Longer term: Big picture tasks which require more thinking

MLOps: Model auditing and data auditing

Improve UX via HTML repr for model with diagnostics with recorded fit-time warnings.
Model auditing tools that output HTML reprs.
Talk to various people to understand their needs and practices
Recommendation for statistical tests for distribution drift
Connect with skops for Model cards generation / documentation / template: https://github.com/skops-dev/skops

included in scikit-learn (see https://data.princeton.edu/wws509/notes/c7.pdf) or if they should be considered out of the scope of the project.

Survival analysis tools need to go beyond point wise predictions and this might be more generally useful in scikit-learn, possibly uncertainty quantification in predictions.

Time series forecasting
- Make an example of basic time-series windowed feature engineering and cross-validation based model evaluation, using Olivier’s tutorial
- https://github.com/ogrisel/euroscipy-2022-time-series

Explore API to simplify data wrangling (outside of scikit-learn)
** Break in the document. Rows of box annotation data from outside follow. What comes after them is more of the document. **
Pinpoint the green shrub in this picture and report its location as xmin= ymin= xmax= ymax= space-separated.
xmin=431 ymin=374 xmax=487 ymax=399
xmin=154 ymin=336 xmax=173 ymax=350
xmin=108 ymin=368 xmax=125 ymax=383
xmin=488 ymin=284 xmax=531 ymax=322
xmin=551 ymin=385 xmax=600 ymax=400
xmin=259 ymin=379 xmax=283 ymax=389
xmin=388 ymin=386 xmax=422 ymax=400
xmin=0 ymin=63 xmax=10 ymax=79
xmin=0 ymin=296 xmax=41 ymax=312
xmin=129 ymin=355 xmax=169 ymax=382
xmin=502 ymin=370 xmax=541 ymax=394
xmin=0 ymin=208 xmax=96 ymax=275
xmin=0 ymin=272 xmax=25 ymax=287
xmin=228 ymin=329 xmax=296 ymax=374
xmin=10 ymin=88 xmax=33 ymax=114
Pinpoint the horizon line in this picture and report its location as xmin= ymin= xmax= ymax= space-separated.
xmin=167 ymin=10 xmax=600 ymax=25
Community: On the community side

Continue regular technical sprints and topic focused workshops (possibly by inviting past sprint contributors to try to foster a long term relationship and hopefully recruit new maintainers).
- Better preparation for issues
- Plan with greater advance
- Fewer people in the sprints (to be able to provide better mentoring)
Make the consortium meetings more transparent and inclusive:
- Invite Adrin and other advisory board people to the meetings
- Make the weekly tasking more visible
Renew the organization of beginners’ workshops for prospective contributors, probably before a sprint.
Organize a workshop on statistical topics (causal inference and calibration) and possibly followed by 2 days of sprint
Organize a workshop on our software-engineering practices, some ideas of topics:
- CI and CD practices, e.g.:
  - optional testing on float32 and robin round seed setting
  - nightly build and version pinning rationales
- local development practices, e.g.:
  - pre-commit config
- code review guidelines
- performance troubleshooting and improvements
  - profiling, benchmarking
Conduct a new edition of its 2013 survey among all scikit-learn users.